Sebanyak 31 peserta musyawarah hadir pada kesempatan tersebut baik dari Unsur BPD, Pemerintah Desa, PKK, Bidan Desa, Tokoh Adat, Subak dan tokoh masyarakat lainnya. Hadir pula perwakilan dari Dinas Koperas Kabupaten Tabanan, Dinas PMD, Kecamatan serta pendamping desa yang memberikan pemaparan tentang syarat dan proses pembentukan Koperasi Desa Merah Putih tersebut.
Dalam sambutannya, I Ketut Sutama S.SosKetua selaku ketua BPD Bengkel menyambut baik adanya antusias masyarakat yang menghadiri kegiatan musyawarah pagi tersebut, mengingat pembentukan Kopdes Merah Putih harus segera dilakukan diseluruh Indonesia hingga akhir Mei 2025 ini. Sekaligus membuka musyawarah pagi tersebut, Ketut Sutama berharap agar Koperasi Desa Merah Putih di Desa Bengkel dapat segera terbentuk sesuai dengan jadwal yang telah ditentukan.
Perbekel Bengkel Nyoman Wahya menyampaikan bahwa Desa Bengkel termasuk Desa yang paling akhir melakukan Musdessus Pembentukan Koperasi Desa Merah Putih ini, mengingat adanya berita dan informasi yang masih simpang siur mengenai sumber dana, unsur anggota dan kegiatan usaha yang boleh dilakukan oleh Koperasi jika sudah terbentuk. Sehingga sesuai dengan semangat Koperasi, perlu mengumpulkan berbagai tokoh yang memiliki persamaan visi untuk pembangunan desa kedepan melalui Koperasi tersebut. Proses mencari anggota masyarakat yang memiliki persamaan persepsi tersebut tentu membutuhkan waktu yang tidak sedikit.

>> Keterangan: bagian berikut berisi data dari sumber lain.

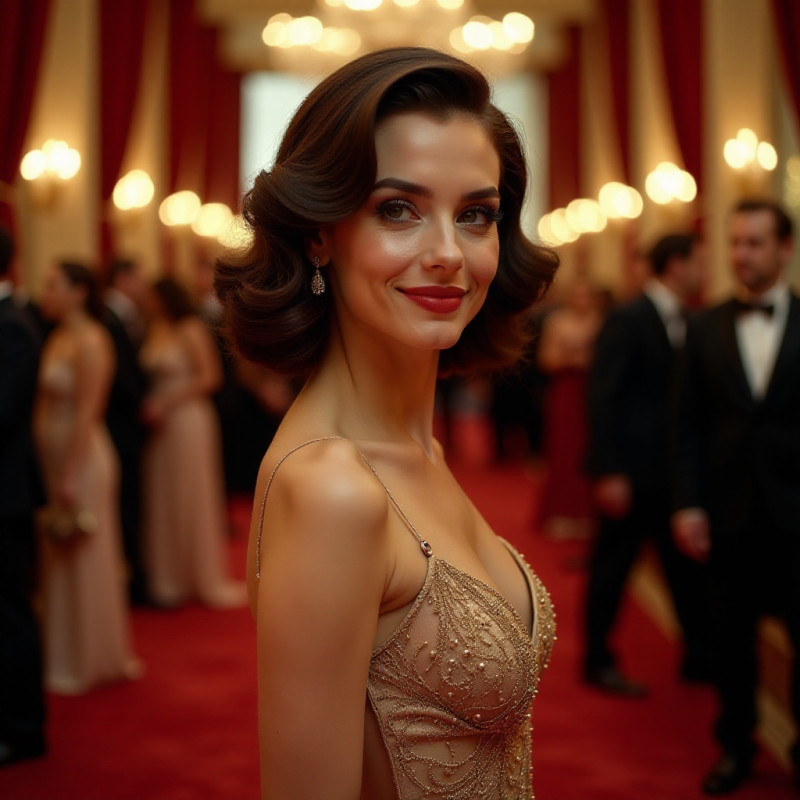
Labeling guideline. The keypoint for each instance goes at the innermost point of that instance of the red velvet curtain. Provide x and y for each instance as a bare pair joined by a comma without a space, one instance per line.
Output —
22,30
617,20
223,147
122,27
564,121
681,23
204,112
787,26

Namun demikian, meskipun paling akhir dalam melaksakan musdes di Kecamatan Kediri, Nyoman Wahya yakin kedepan Koperasi Desa Merah Putih Bengkel akan menjadi yang paling pertama dalam pelaksanaan.
Perbekel juga berharap agar semua tokoh melepaskan ego kelembagaan masing-masing dan berkumpul bersama dalam wadah ini untuk membangun desa menjadi lebih baik. "Mari tumbuhkan semangat membangun desa, lepaskan baju dan ego kelembagaan kita dan berkumpul bersama dalam wadah ini untuk membangun ekonomi kerakyatan di Desa. Setiap permasalahan yang dihadapi kedepan pasti ada jalan keluar." Ucap Nyoman Wahya dalam sesi wawancara setelah agenda musyawarah tersebut dilakukan.